Ensuite, sachez que j’ai déjà répondu à votre question, il suffisait d’aller voir le lien que j’indiquais plus haut, vous y aurez trouvé votre question posée et ma réponse (de laquelle j’avais extrait un petit morceau pour répondre concernant les prénoms) que voici en copié-collé :
Il est facile de prouver que nos ancêtres en Egypte ne se distinguaient pas par des habits différents « typiquement juifs », ne parlaient pas nécessairement l’hébreu entre eux et ne portaient pas des prénoms "bibliques".
Nous trouvons un Moshe Rabeinou qui fût prit pour égyptien à cause de ses habits,
les bnei Israel qui ont pris de l’argent et des costumes aux égyptiens… (Shemot XII, 35) .

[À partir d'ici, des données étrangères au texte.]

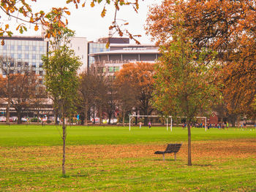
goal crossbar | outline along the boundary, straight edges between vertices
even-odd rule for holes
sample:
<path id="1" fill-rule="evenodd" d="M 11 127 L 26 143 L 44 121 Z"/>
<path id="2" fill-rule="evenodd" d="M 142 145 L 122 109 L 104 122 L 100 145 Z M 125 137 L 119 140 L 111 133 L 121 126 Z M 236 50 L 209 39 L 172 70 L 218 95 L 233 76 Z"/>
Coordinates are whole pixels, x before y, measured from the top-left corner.
<path id="1" fill-rule="evenodd" d="M 170 122 L 172 122 L 172 117 L 164 117 L 161 115 L 132 115 L 129 116 L 129 131 L 131 131 L 131 120 L 132 118 L 166 118 L 166 129 L 168 131 L 168 118 L 170 118 Z"/>
<path id="2" fill-rule="evenodd" d="M 135 118 L 166 118 L 166 130 L 168 131 L 168 118 L 170 118 L 170 131 L 173 131 L 173 116 L 159 116 L 159 115 L 132 115 L 129 116 L 129 131 L 131 131 L 131 119 Z M 187 118 L 187 117 L 176 117 L 177 118 Z M 207 118 L 206 117 L 195 117 L 197 119 L 205 119 L 206 123 L 205 123 L 205 128 L 206 131 L 207 130 L 206 123 L 207 123 Z"/>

Si ce n’était pas pour s’en vêtir, à quoi bon ?
Pour les revendre dans le désert ?
Pour la langue parlée, nous voyons que le Rashbam pensait qu’ils parlaient entre eux l’égyptien, c’est pourquoi la Manne se nomme manne, comme l’explique le verset (Shemot XVI, 15) , en la voyant la première fois ils se sont demandé mutuellement « Man Hou ? » (=qu’est-ce ?).
Or, comme le souligne le Rashbam , en hébreu on dit « Ma hou » et non Man !
Et le Rashbam d’expliquer qu’ils parlaient entre eux l’égyptien et que Man en égyptien correspond au Ma hébreu.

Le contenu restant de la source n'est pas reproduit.